部下は吾輩の手を優しく包むと、その手に頬ずりをする。

吾輩達はただ、人間どもに虐げられていた魔族を救いたかっただけだったのだ。人間達と平等な権利が欲しかった。しかし、その声は人間に届くことはなく、人類の敵として排除されてきたのだ。


燃えた魔王城の天井が我々に向かって崩れて落ちてくる。


「うわぁぁぁぁ...えっ」


吾輩は感覚のない腕を掲げて、四天王たちを覆うように結界を張った。体はもう限界なようで、口から血がとめどなく溢れる。


「死ぬのは吾輩だけで良い。貴様らは生きてくれ」

「駄目です!魔王様、結界を解いてください」


四天王たちが涙を流して結界を内側から叩く。吾輩がまだ魔王でなかった頃から支えてくれた彼らに最後の笑顔を見せる。
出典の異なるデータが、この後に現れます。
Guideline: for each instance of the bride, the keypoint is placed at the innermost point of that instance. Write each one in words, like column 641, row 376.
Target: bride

「不甲斐ない魔王ですまなかったな...。『転送魔法』!」


吾輩は最後の力を振り絞りそう叫ぶと、結界をその中身ごと魔王城の外部に転送した。どんどん魔王城は崩れ落ちていく。とめどない揺れの中、吾輩は四天王達を外に脱出させられたことを確認すると、目をゆっくりと閉じた。




「魔王、魔王よ」


吾輩はふわふわとする心地の中、誰かに名を呼ばれて目を覚ました。重力もない白い空間の中、目の前に翼の生えた巨大な美しい女性が宙に浮かんでいた。


「貴様は誰だ」

「私は輪廻を統括する女神です」


彼女はふわりと微笑むと、水を掬うように優しい手つきで吾輩を手に乗せる。


「おめでとうございます。貴方の転生が決まりました」


吾輩はその言葉を聞くと、咄嗟に反論する。


「嘘を言え。吾輩は人類の敵だ。魔王だぞ」

「確かにあなたは人類の敵だったかもしれない。ですが、あなたは同時に魔族の光だった」


女神は手を広げると、周りに沢山の大きな泡が現れた。そこには、部下や魔族達が吾輩のために泣いている情景が映り込んでいた。


「転生の基準は生前での他者への貢献です。貴方は多くの者に希望をもたらし、彼らの心を救ったのです」


今度は泡に次々と彼らの笑顔が映りはじめた。吾輩に感謝を言っているようだ。


「貴方の死後、勇者によって魔族に対して平等な権利が認められたのです。貴方の信念が彼をそう動かしたのです」

「そう...だったのか」


吾輩は嬉しさから涙を流した。吾輩は彼らの理想を叶えることができたのだ。女神は指で優しく吾輩の顔を撫でる。


「貴方は自身の人生を棒に振ってまで彼らを導き続けた。今度は貴方の新しい人生を自分のために生きてください」


女神はそう言うと、突然眩い光を放ちはじめた。吾輩はその眩しさから目をきつく閉じた。体が引っ張られるような感覚がし、最終的に意識を手放してしまったのだった。